印刷用ページを表示する 掲載日:2012年6月11日

北海道本別町長 高橋 正夫

 

人類である私たちが食べることのできる食品の種類と数は、今現在、世界中で一体どれくらいあるのだろうか。分野で分けても生鮮食品に始まり、発酵食品、 健康食品やダイエット食品なるものまである。組み合わせや調理法によって、さらにその数は膨らむ。食事の回数からして、どれだけの種類を食することが 可能なのかどうか。米、味噌のように毎食の定番ものも当然あるし、趣向も変わっていくので、ことさら想像が付きにくい。 

本別町は、開拓以来、気候、風土に恵まれた農業を基幹産業とする町である。

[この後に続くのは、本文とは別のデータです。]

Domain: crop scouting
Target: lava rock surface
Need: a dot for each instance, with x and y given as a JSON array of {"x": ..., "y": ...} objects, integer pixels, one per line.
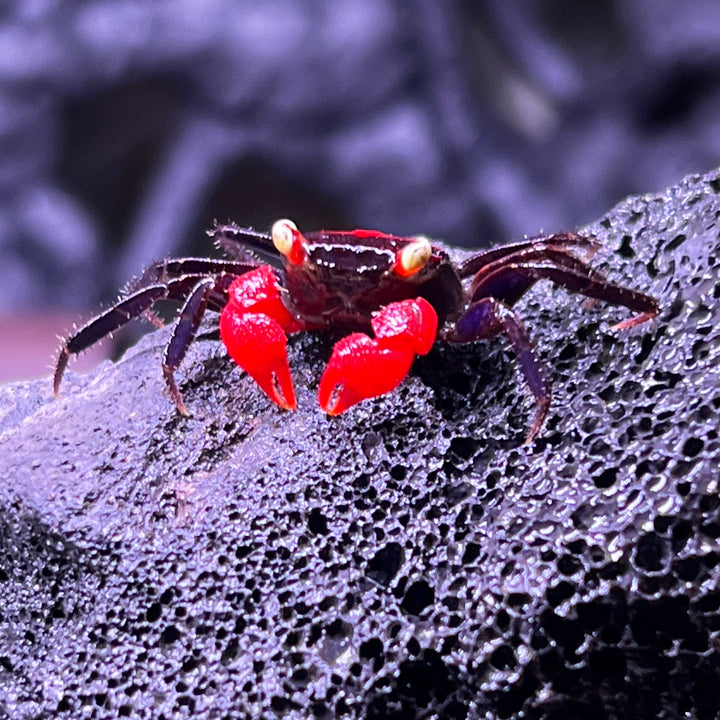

これまでも豆類の作付面積や生産量、また品質の良さで評価を頂いていることを 背景に、「豆のまち本別」として、その「豆」を生かし、その「豆」にこだわったまちづくりを展開している。少し宣伝させて頂くが、“十勝本別 「キレイマメの会」”は、町内の生産者、加工業者がその立場の特長を生かし、末永く、毎日でも召し上がって頂ける安心のブランドとして立ち上げたもので、 本別発祥の厳選した中生光黒大豆を原料とした納豆、素焼き大豆、味噌、豆腐などの製品を取り揃えている。もちろん、ブランド名は冠せずとも、羊カン、 もなか、どら焼き等、豆を使った品々は豊富にあって、他の本別産豆類と同様、本別産スイーツも安心の品であるし、これからも変わりないことは誤解のない ように…。 

わが町の期待の「ブランド」、その中で、末永く、毎日でも、と紹介させて頂いた訳であるが、これが本当に難しい。きっと「特産品」を扱う方々の共通の 課題として、いかに世間に認知してもらうか、この点にご苦労されていることだと思う。プロモーションのノウハウや資力の面で十分とは言えない環境下に あって、埋没することなく、混戦を抜け出すのは難しい限りである。何といっても、人が1日に、そして年間に食べることのできる量は限られており、 何か新しいものが取り入れられれば、何かをあきらめなければ均衡が保たれない。本別町産のものが毎日の食卓にお目見えすることとなれば、これほど嬉しいこと はないが、前にお目見えしたのはいつのことであったか、こんなことではとても寂しいものである。ただ、人のライフスタイルも多様化しており、これと比例して 食生活のあり方も多様化していく過程で新しい食品の登場機会が増える要因となり得るとも考えている。 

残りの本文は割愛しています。